MB treats me badly. and it took me a while to realise it. To actually feel it. I'm quite numb when I am in TO. I don't know maybe I'm just not myself here.

I can't even type properly.

On one hand, I'm trying to prove myslef worthy by trying to get the story- to work hard and show that I can work.

On another hand, i'm trying too hard- I CAN"T EVEN REMEBER WHAT I"M SUPPOSED TO WRITE!

######

OK. MB thinks I'm an idiot


(I wrote this after I wrote the above..)
Aku ni memang emotional sikit. Ok I admit that. But maybe that's a good thing. My horoscope says that I am big with emotions. The tarot cards the other day even revealed that I am able express my emotions very well. I'm big on feelings. I like to feel. When I think about how much I feel, it's all sounds so text booky, but when I write about it now, it all just makes sense. it's a fact about myself that I don't have to deny. I'm expressive, don't you think? Or at least I can be sometimes.

I have an idea of the person I want to be. Isn't that good enough? It's good to actually know who you are, right?

And people do what they want to do, you know.

Not force themsleves to do something they don't want to.

And people who are good at what they do are not pleasant- they suck at interpersonal skills, they are DIFFICULT people, crazy even. BUT, they are so good at what they do.

My mother was telling me about this doctor who had bedside manner from hell, but he was so darn good that he cured my mother's migrane.
Mind you, my mum had been to three doctors previously and none of them precribed her the correct medicine till this doctor came along.
Even my mum's friend attested to how good this doctor is, but loathes the fact that he treats patients like shit.

JH is one big ass too.
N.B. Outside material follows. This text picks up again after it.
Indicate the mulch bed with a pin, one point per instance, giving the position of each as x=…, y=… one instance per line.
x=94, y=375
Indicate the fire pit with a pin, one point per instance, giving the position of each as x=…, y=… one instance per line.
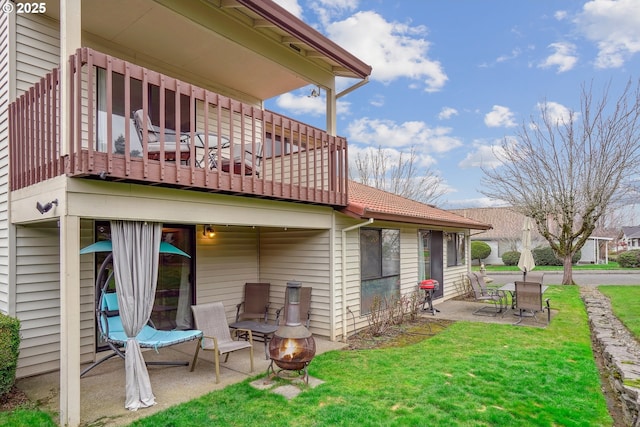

When I took his class in Actor's Studio, he could be too strict sometime. He was difficult, but beyond his attitude you could see that he knows what he wants. He stands up for what he believes in.

The list goes on..you often hear of how Madonna is an ambitious and demanding bitch during her tours. And I've read that Russell Crowe can be a difficult actor to work with because he always has strong opinions about the script.

Sometimes it's impossible to be nice, especially if you really want to achieve something. People will start to hate you but I guess that's the price you gotta pay. You gotta be ruthless to get what you want.